Poi la bordata ha toccato Milano, dove «il pm che occultava le prove a favore dell’Eni non è mai stato punito», ha detto riferendosi a Fabio De Pasquale e Sergio Spadaro, oggi sotto processo a Brescia per rifiuto d’atti d’ufficio nella gestione del fascicolo Eni-Nigeria. In realtà, la prima conseguenza in capo a De Pasquale è stata la sua mancata conferma nell’incarico di procuratore aggiunto a Milano proprio a causa delle vicende legate all’Eni, mentre il processo di primo grado è ancora in corso.

Per Torino, invece, l’accusa è di inerzia in merito al caso della preghiera islamica tenuta da un imam dentro l’università invocando il jihad. «Mi auguro ancora di avere uno stato che fa rispettare le regole» e «mi aspetto che ci sia qualche magistrato che si occupi di questa persona». Tuttavia – al netto di eventuali implicazioni penali – l’imam ha ricevuto una diffida della questura, per impedire altre preghiere in ateneo.

L’ultimo colpo viene sparato contro il Csm, in particolare la sezione disciplinare, e anche in questo caso Meloni cita un caso poco noto ai più: «C’è un giudice che durante una festa si è fatto baciare i piedi da un avvocato che poi è diventato suo imputato al processo. Non c’è stato un provvedimento disciplinare verso questo giudice». La vicenda è avvenuta a Bari nel 2016 e riguarda una fotografia pubblicata dal Giornale in cui appare l’avvocato di uno degli imputati, che simula di baciare i piedi della pm di Trani che indaga su un disastro ferroviario. Lo scatto, risalente a tre anni prima dell’indagine, aveva indignato i parenti delle vittime. Anche in questo caso Meloni ha dato informazioni inesatte: la pm Simona Merra, infatti, ha avuto parere negativo alla valutazione di professionalità e non è stata promossa, inoltre è stata sanzionata con la censura a causa della mancata astensione, vista l’amicizia con l’avvocato.

Contro il Csm

Al netto delle imprecisioni, la premier ha fatto emergere come l’obiettivo della riforma non sia tanto la separazione delle carriere, quanto lo smembramento del Csm. Con il sorteggio «liberiamo la magistratura dal problema delle correnti politicizzate», e con l’Alta Corte si renderà effettivo anche il disciplinare, «perché è accaduto che i magistrati in moltissimi casi, anche di fronte alle questioni più macroscopiche, non venissero mai fatti oggetto di decisioni disciplinari».
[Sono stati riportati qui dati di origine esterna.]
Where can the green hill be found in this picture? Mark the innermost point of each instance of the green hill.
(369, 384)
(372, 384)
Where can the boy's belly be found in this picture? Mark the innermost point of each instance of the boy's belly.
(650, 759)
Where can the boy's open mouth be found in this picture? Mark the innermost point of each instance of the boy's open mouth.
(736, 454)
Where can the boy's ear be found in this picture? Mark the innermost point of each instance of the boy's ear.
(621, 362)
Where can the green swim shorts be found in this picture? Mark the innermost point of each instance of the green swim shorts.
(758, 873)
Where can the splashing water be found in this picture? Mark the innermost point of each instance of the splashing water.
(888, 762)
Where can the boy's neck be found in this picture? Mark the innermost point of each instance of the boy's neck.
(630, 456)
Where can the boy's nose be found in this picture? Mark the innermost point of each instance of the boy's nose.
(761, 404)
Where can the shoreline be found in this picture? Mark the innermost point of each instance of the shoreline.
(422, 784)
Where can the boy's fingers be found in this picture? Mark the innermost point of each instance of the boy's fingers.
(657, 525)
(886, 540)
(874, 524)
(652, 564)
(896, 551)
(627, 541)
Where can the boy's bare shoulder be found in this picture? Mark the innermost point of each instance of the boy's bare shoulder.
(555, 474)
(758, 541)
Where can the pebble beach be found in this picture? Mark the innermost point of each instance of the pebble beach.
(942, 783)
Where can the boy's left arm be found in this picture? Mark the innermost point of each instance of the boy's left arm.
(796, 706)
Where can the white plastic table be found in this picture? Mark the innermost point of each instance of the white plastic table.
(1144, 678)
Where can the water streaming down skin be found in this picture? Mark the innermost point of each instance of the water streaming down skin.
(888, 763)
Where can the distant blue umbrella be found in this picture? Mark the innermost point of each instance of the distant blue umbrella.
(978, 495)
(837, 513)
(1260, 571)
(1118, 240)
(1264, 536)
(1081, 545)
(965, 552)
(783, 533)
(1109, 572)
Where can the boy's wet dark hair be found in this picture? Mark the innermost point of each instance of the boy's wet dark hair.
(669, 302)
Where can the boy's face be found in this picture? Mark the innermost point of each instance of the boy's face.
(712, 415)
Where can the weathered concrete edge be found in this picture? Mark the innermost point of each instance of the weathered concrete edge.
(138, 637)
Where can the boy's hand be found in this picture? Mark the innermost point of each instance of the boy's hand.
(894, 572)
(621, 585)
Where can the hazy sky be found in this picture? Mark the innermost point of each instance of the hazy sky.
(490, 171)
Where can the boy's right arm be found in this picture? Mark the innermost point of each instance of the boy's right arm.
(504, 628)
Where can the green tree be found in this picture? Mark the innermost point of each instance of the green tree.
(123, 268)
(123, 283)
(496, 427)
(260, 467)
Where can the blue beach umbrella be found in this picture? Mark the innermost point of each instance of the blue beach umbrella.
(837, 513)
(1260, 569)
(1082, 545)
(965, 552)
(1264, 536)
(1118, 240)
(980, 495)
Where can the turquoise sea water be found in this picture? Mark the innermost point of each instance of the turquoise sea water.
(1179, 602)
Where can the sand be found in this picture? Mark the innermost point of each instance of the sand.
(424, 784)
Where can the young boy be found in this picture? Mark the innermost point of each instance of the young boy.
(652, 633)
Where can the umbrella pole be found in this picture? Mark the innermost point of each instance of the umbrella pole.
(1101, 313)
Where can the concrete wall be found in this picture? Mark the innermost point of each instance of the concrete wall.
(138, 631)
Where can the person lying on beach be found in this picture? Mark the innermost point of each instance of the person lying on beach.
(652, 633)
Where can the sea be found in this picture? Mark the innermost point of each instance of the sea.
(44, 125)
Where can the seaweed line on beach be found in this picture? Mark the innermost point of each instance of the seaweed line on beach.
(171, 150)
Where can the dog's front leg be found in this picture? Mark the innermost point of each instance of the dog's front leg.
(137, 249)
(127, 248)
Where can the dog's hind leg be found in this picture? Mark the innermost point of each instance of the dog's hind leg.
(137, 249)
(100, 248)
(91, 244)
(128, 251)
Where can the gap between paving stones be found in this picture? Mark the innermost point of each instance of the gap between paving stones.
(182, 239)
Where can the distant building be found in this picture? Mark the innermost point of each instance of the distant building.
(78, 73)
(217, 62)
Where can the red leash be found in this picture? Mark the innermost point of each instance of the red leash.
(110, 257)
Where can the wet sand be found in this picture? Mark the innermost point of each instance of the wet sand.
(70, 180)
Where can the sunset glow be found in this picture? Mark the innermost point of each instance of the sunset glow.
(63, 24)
Insomma, il Csm va rimodellato perché è piegato a logiche spartitorie e lassista nel controllo. Accuse pesanti che galvanizzano l’elettorato di centrodestra ma – nell’enfasi della campagna elettorale – dimenticano un elemento: il vertice del Csm in tutte le sue funzioni – sia di nomina sia disciplinare – è il Colle. Ogni accusa di malfunzionamento, dunque, risuona come rivolta indirettamente al capo dello Stato.

Finita la campagna elettorale in cui i toni belligeranti sono la norma, la riforma costituzionale della giustizia partirà – secondo le prime indiscrezioni – dalla Camera. La premier è apparsa molto a suo agio nell’intestarsela, e l’interrogativo, ora, è con quale forza verrà portata avanti in parlamento.

C’è la possibilità che la riforma della giustizia possa passare più agevolmente rispetto a quella del premierato, che pure è la prima rivendicazione di Fratelli d’Italia. L’iter parlamentare è lo stesso: doppio passaggio a Camera e Senato e possibile referendum nel caso in cui non ci sia la maggioranza dei due terzi. La riforma Nordio, poi, non è blindata e potrebbe avere un lungo iter in commissione per emendare il testo. Tuttavia – a differenza del premierato – sulla giustizia il centrodestra ha già la sponda di Italia viva e Azione, e astrattamente basterebbero un’altra manciata di voti per scongiurare la consultazione popolare, che invece è certa nel caso del premierato. Sulla carta la riforma ha quindi concrete possibilità di successo, se non si incaglia in lungaggini. Dopo toni così alti, Meloni dovrà dimostrare di essere davvero disposta allo scontro con la magistratura associata, che ha voluto provocare in favore di telecamera.